Since you appear to be building a rig for work, I would think that reliability would be paramount. At stock speeds even the air cooler I linked is more than enough for adequate cooling of an i7-8700K. Even with a mild OC (e.g. MCE enabled to hit 4.7GHz all cores).
If you are overclocking, you may consider better cooling options. A high end air cooler will match or beat most <=240mm AIOs while costing less, so there is also that consideration. The case you have selected doesn't appear to support radiators >240mm so the suggestion of a larger AIO would either require modifications to the case or a different case altogether.
Yes I'm trying to build a rig for work Photoshop, video editing, etc. Never been big into overclocking. Had a Citrix chip way back in the mid 90's that I overclocked. Had a friend that was into gaming and tweaking the clock speed. I liked how well his gaming computer ran so built one with the same motherboard and CPU as his.
Speed is very important to me but I do not want to risk reliability.

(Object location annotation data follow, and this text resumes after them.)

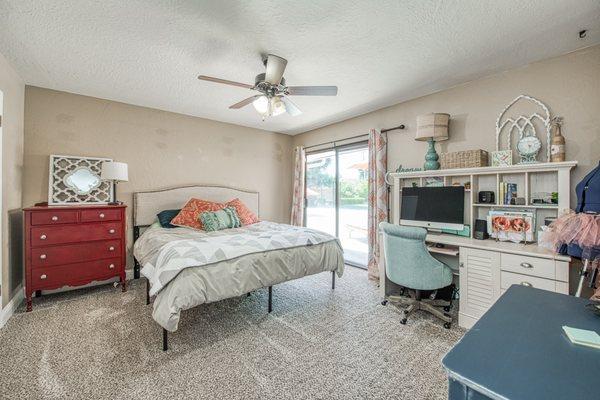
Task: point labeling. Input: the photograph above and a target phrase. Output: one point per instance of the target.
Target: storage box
(464, 159)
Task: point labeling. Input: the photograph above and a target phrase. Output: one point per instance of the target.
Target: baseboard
(13, 304)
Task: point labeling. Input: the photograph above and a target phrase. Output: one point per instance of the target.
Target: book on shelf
(508, 191)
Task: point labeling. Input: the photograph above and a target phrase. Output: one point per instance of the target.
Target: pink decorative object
(581, 229)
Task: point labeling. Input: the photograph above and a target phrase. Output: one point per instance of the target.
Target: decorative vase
(431, 157)
(557, 146)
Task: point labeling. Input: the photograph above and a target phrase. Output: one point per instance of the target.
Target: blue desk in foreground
(518, 350)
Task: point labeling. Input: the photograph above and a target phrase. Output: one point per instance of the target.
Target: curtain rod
(352, 137)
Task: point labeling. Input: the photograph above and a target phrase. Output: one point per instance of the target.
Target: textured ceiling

If the computer gets unstable and crashes during the long render, or a complex Photoshop operation, then all the speed is worthless. And I really don't feel like doing a bunch of custom water cooling to get overclocking. I have a water CPU cooler in my rig that I am running right now. (I7-3930K) At the time I bought that CPU that cooler was the only option. Intel liquid cooled thermal protection for LGA 2011.
I can happily run an air cooler if that is adequate for this system.
Any opinion which of those motherboards would be better?
Does anybody on this thread have the 8700K with the Optane SSD 900P? Curious if that is as fast at it seems it would be?